La grenouille qui voulait se faire aussi grosse que le boeuf
***ATTENTION SPOILERS***
"
Car quiconque s’élève sera abaissé; et celui qui s'abaisse sera élevé." (Lc 14,11)
Celui qui s'attend à un polar classique risque d'être déçu. En réalité, l'intrigue policière - d'ailleurs fort bien construite - sert simplement de trame à une réflexion bien plus large sur la vanité et les illusions humaines, sur l'orgueil, sur l'ambition désordonnée.
Une pluie sans fin est une fable, dont YU Guowei est l'antihéros. Enthousiaste responsable sécurité d'une aciérie de Chine populaire, celui-ci se voit mêlé à une enquête policière impliquant des salariés de son usine.
Bien qu'il dise le contraire à ses collègues après avoir été nommé "employé de l'année", cette affaire va le bercer d'illusions : YU va s'imaginer capable de la résoudre seul et se lance alors à la recherche du tueur en série, au nez et à la barbe du vieux flic qu'il prend pour un ringard.

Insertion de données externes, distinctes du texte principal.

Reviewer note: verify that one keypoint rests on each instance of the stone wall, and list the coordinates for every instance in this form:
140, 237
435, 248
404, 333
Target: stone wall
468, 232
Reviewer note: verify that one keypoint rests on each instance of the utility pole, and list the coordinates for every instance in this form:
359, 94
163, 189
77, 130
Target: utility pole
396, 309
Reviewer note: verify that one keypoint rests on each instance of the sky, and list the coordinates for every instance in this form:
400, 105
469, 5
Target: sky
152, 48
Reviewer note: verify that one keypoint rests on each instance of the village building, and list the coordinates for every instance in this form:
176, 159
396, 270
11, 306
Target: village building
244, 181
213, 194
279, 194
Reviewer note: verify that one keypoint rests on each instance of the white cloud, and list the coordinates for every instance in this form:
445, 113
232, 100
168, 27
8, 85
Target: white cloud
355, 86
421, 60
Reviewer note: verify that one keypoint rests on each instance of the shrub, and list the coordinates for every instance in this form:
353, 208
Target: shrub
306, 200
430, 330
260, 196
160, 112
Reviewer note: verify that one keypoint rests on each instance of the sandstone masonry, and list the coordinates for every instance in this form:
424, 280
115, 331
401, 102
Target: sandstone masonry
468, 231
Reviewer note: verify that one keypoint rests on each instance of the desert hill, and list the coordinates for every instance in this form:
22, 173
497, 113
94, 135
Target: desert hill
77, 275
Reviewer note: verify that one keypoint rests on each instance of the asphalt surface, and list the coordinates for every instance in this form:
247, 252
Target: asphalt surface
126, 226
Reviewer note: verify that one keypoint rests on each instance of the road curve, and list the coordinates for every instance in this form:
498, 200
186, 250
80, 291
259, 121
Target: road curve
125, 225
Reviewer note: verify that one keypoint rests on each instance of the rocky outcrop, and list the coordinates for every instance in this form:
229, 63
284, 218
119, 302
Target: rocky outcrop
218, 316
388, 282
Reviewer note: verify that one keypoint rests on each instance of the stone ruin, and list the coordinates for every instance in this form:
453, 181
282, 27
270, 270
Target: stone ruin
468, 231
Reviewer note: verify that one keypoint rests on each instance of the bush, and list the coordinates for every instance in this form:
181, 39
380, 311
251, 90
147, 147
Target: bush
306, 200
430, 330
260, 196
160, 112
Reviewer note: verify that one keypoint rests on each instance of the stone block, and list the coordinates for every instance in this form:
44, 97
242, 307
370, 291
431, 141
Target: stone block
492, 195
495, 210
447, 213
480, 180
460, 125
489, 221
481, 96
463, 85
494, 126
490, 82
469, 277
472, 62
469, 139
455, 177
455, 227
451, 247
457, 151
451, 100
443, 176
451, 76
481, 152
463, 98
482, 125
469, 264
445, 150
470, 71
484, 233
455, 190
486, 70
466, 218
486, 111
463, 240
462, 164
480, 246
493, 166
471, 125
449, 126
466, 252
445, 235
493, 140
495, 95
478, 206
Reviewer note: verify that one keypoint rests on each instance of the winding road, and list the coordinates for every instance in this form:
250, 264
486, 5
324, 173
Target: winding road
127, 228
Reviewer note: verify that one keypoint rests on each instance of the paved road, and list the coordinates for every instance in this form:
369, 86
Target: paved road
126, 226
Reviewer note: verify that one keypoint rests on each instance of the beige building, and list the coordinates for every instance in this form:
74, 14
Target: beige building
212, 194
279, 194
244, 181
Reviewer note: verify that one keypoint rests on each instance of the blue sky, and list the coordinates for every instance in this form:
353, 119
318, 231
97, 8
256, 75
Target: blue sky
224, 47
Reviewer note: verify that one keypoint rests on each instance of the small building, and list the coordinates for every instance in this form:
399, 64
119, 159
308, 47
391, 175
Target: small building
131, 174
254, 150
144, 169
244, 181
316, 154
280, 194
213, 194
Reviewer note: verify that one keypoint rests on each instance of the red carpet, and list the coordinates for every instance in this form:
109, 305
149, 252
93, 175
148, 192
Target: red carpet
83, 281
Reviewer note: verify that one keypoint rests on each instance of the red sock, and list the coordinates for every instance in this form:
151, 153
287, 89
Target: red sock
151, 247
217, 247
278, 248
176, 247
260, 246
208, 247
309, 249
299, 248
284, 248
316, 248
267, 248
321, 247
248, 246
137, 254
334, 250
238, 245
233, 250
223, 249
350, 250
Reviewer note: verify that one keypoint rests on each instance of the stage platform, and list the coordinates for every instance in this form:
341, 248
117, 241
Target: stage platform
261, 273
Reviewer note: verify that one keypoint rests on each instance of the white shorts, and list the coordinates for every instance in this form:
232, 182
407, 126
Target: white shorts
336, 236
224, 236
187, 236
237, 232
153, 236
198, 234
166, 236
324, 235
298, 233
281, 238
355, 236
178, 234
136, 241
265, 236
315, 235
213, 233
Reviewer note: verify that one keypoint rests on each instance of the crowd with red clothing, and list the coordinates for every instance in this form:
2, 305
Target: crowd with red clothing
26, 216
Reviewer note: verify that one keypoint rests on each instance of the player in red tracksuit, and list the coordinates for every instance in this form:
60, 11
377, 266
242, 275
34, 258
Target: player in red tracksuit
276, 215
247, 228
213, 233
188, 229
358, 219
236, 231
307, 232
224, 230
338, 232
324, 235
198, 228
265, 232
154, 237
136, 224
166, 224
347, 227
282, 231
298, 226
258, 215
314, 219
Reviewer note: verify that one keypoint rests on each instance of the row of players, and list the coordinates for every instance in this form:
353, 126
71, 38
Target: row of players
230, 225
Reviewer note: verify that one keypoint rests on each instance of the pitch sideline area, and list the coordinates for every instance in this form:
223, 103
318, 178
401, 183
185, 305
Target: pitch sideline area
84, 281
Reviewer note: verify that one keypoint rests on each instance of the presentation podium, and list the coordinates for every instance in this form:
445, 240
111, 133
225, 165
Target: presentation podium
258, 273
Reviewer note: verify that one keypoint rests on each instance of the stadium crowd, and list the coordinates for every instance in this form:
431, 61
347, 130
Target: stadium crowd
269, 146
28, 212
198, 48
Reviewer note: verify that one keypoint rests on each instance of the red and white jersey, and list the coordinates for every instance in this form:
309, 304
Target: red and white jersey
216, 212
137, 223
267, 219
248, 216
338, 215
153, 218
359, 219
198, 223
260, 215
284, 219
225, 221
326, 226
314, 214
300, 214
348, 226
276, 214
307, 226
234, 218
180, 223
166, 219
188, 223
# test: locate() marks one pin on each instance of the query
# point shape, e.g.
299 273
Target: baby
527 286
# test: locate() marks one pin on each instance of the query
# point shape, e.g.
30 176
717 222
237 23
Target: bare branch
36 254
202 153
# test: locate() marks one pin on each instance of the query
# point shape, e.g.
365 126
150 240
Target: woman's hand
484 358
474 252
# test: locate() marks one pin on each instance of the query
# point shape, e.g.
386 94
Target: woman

Mais YU s'aveugle sur son propre compte. Il ne voit pas qu'il n'est qu'un petit responsable sécurité insignifiant d'une usine communiste non rentable et sans avenir, sur le point d'être démantelée par le gouvernement. Il fait fi des remontrances d'un flic qui lui rappelle qu'il y a une hiérarchie, et qu'il doit la respecter. Il n'en fait qu'à sa tête... il se monte le bourrichon...et ne va commettre que des catastrophes : entraîner son "disciple" dans la mort, pousser une prostituée/coiffeuse au suicide, tuer un innocent, passer 10 ans en prison.
Les personnages qui gravitent autour de lui ne valent pas beaucoup mieux. Yanzi, la prostituée suicidaire qui se fait passer dessus par les ouvriers de l'usine, se rêve coiffeuse dans la ville lumière de Hong-Kong qui s'apprête à redevenir chinoise (on est en 1997), au bras du flic autodidacte YU qui l'aura sauvée de sa triste condition.
Mais Yanzi n'est qu'une fille de joie parmi tant d'autres. Si toutes les filles de joie du continent pouvaient refaire leur vie incognito à Hong-Kong, cette pauvre ville croulerait sous la demande ! Alors évidemment, quand elle comprend que YU ne l'aime pas et se sert d'elle pour réaliser ses "rêves", elle retombe sur terre très violemment et, au comble du désespoir, en tire les conclusions qui s'imposent...
Même le vieux flic s'illusionne : il déteste la ville qu'il sert et se rêve retraité paisible dans son village natal. On le retrouvera agonisant à l'hospice.
La seule qui soit réaliste dans cette histoire, c'est la danseuse nocturne : lorsque YU vient lui présenter les résultats de son "enquête" en lui montrant la photo de "l'assassin", elle l'accueille avec un grand éclat de rire !
Entre deux événements climatiques exceptionnels (une pluie sans fin en 1997, une tempête de neige en 2008), tels deux parenthèses, cette sombre affaire de meurtres se résume à une bonne leçon de vie : reste à ta place et fais ce que tu as à faire, arrête de te croire plus malin que les autres.
En cela, ce film diffuse un message à l'exact opposé de celui de l'industrie cinématographique hollywoodienne, qui vend du rêve, des illusions et des idées subversives au monde entier. La sordide affaire Weinstein n'a fait que nous rappeler à la triste réalité : ce milieu pourri n'est composé que d'acteurs et d'actrices semi-prostitués prêts à coucher avec le plus repoussant producteur véreux pour "réussir".